The name of my hangman game is The Old Cat and Mouse Game: Hangman Style. I based my game on my love of cats (what a surprise), and I took a lot of inspiration from the classic cartoon Tom and Jerry. The premise of the game is that the cat is chasing all the little mice and desperately trying to catch them and eat them. The only way to give the cat what he wants is to get the word right, otherwise you end up with one angry kitty.
Staying with the theme of a traditional hangman game, when you guess the word right you win the game, and if you guess too many letters wrong you lose the game. However, differently from a traditional hangman game, the punishment mechanic in this game is very different. When you guess the word right, you are taken to a victory page that shows the cat sitting happily with a mouse tail in his mouth, helping the player to understand that the cat was able to catch all the mice and eat them.
However, if you guess too many letters wrong you make the poor cat very angry. Each time a wrong letter is guessed, one of the mice runs away, and the cat growls angrily. Once all the mice have ran away, you are unable to make any more moves and the game must be restarted, the cat going without his dinner. I chose this approach to the punishment mechanic because I thought it fit in well with the cat and mouse theme of my game, as cats are normally pictured as chasing mice around.

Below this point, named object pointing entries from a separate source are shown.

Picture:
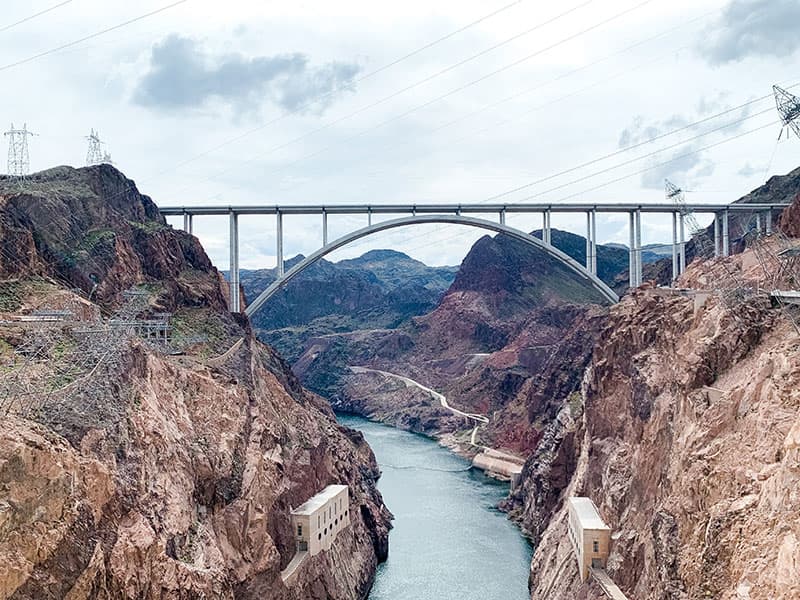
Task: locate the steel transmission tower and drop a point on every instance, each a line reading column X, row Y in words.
column 704, row 247
column 19, row 162
column 789, row 109
column 95, row 156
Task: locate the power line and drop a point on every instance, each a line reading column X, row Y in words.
column 654, row 166
column 39, row 14
column 640, row 144
column 92, row 36
column 527, row 91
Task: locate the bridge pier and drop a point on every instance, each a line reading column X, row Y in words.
column 631, row 251
column 279, row 241
column 546, row 237
column 675, row 272
column 591, row 242
column 594, row 242
column 726, row 250
column 638, row 247
column 235, row 302
column 683, row 243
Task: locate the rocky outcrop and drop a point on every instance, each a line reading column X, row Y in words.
column 790, row 219
column 164, row 476
column 380, row 289
column 508, row 340
column 91, row 229
column 687, row 446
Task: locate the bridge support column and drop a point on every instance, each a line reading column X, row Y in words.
column 683, row 243
column 726, row 250
column 638, row 247
column 589, row 241
column 632, row 251
column 675, row 272
column 546, row 237
column 594, row 242
column 279, row 242
column 235, row 301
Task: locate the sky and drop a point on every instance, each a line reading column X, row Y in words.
column 441, row 101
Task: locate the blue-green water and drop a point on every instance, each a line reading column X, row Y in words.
column 448, row 541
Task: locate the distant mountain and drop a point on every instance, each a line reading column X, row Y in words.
column 611, row 259
column 381, row 289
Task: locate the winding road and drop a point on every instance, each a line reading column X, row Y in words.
column 434, row 394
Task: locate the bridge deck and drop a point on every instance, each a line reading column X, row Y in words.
column 350, row 209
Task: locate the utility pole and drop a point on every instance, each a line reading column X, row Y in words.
column 95, row 156
column 789, row 110
column 19, row 162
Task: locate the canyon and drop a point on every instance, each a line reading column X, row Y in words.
column 674, row 413
column 158, row 474
column 172, row 472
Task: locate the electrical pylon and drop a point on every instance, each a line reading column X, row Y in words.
column 94, row 156
column 19, row 162
column 789, row 110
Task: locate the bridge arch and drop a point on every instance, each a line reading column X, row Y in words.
column 517, row 234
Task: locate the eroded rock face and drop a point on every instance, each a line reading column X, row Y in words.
column 688, row 447
column 190, row 497
column 91, row 229
column 160, row 476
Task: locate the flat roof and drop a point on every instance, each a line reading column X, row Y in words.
column 587, row 513
column 314, row 503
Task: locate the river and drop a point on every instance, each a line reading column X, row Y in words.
column 449, row 542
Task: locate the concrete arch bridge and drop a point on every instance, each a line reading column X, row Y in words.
column 457, row 215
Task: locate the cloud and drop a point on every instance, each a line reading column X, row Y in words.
column 182, row 75
column 685, row 165
column 749, row 170
column 746, row 28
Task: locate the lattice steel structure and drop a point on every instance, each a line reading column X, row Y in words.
column 61, row 358
column 19, row 162
column 704, row 246
column 94, row 155
column 788, row 108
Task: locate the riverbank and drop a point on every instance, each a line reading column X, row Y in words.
column 449, row 540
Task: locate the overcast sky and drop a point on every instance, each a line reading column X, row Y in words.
column 266, row 102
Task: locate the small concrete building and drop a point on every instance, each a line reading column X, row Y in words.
column 589, row 534
column 317, row 521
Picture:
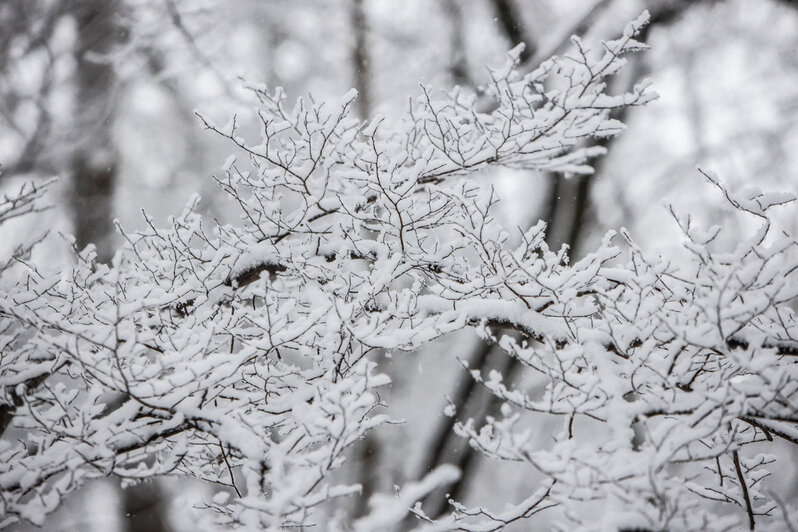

My design choices for this game mainly came from my animation. I wanted to stay with the cat theme, as I’m an avid cat lover, so I simply copied frames from my animation assignment and put them into my hangman game. I had to make several nested timelines for the cat and the mouse for the animation to work, but it all worked out in the end. The background is also from my animation, all that needed to be added was the letters, letter boxes, and the restart button. The color scheme for my game was a little bland to begin with, so I made the letter boxes and the restart button a nice purple pink to add some color. I used a typeface called Revolution, simply because I played around with a lot of different kinds of font and found that Revolution looked the best with the design of my game. The layout of my game also seemed pretty obvious, as it seemed natural to have the letter boxes at the top, the letters to guess from in the middle, and the punishment mechanic at the bottom.
I came across a few issues when I was creating my game. Making the animation work and setting up my stage with all the buttons and letters was pretty simple, it was the code that caused a lot of problems. The first issue I came across was figuring out how to make the letters appear in the letter boxes. I had all the letters hooked up as buttons, but couldn’t figure out how to create a loop that would populate the letter boxes when the right letter was clicked on. I played around with the loops for a little while, and Kim helped a lot, especially with helping me understand the logic behind the loop, and I was finally able to figure it out. The next problem I had was some of the letters not showing up in the letter boxes when guessed correctly. Some of letters would randomly not show up in the letter boxes, even when guessed correctly, and I couldn’t figure out what the problem was. I finally understood that I needed to embed the font that I was using in order to make all the letters show up. The third problem I had was making the mice disappear when a wrong letter was guessed. First I had the code make all the mice disappear at once, and then none disappeared at all. I finally figured out that I had to put all the instances of the mice into an array, and then call the array in a loop that would go through and remove one mouse at a time when a wrong letter was guessed.